Article Preview
TopIntroduction
Emergency information processing of social media can contribute effectively to identify regions affected by natural hazards such as earthquakes or tsunami, given that the feeds are real-time and often contain location information (ca. 1.2% with exact coordinates; ca. 50% city or state derived from the user profile). Due to the massive growth of Twitter data and its increasing number of users, it is however, a challenge to access and interpret the stream of data efficiently. Within the last years, there have been major achievements to make use of such “weak” human sensors as a complement to seismic sensors in some early warning systems (see Sakaki, 2010, Guy, 2010), focusing on English and Japanese. At present, there is no similar alerting system for the Mediterranean region. We try to fill this gap within the European TRIDEC project (www.tridec-online.eu) by adapting state of the art algorithms to the common Twitter languages in the endangered zones.
Social media often play a crucial role in disaster management during and after the crisis: citizens generally use Twitter postings or SMS messages to report emergencies. In this case, the information contained in them might be relevant for crisis management (relief and medical care for those affected, repair of broken infrastructure, etc.), so that there is a strong need to classify, cluster and extract such information effectively from large-scale noisy and unstructured data. As the messages are very short (max. 140 characters), NLP analysis is particularly difficult.
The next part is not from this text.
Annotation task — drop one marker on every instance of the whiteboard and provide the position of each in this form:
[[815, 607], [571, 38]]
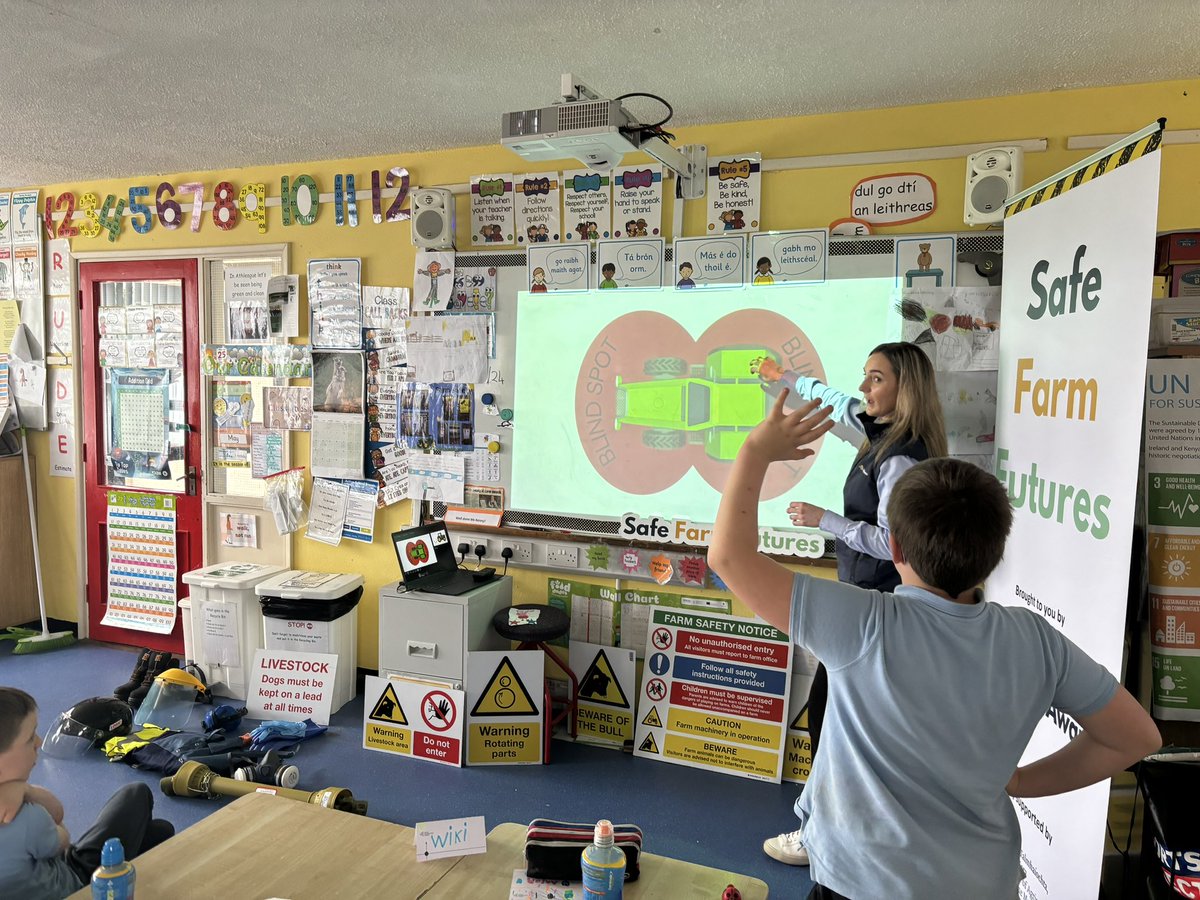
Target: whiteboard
[[849, 258]]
A number of text mining tools have been applied to recognize tactical, actionable information in tweets (Verma, 2011), to find messages that contain real-world or real-event information (Becker, 2011; Naaman, 2011), or to extract Named Entities (Neubig, 2011) or other news content (Sankaranarayanan, 2009) for one single language (mostly Japanese or English).
In some cases, though, it is crucial to cross language boundaries. For instance, when the epicenter is near the border of a country (e.g., Western Turkey and Greece), or when a twitter user reports an event in his/her native language (e.g., Romanian) that needs to be translated into a different language (e.g. English, German, or Spanish).
Therefore, our long-term goal within TRIDEC is to support the access to relevant information across languages, focusing on the translation of under-resourced Mediterranean languages like Turkish/Greek/Romanian into English.
The multilingual nature of the blogosphere has been a major hindrance during the Haitian earthquake, where reports ranged from Japanese, to English and Spanish. Caragea (2011)’s work is one of the few that deals with multilinguality, classifying either English or Spanish messages into one of 10 emergency classes.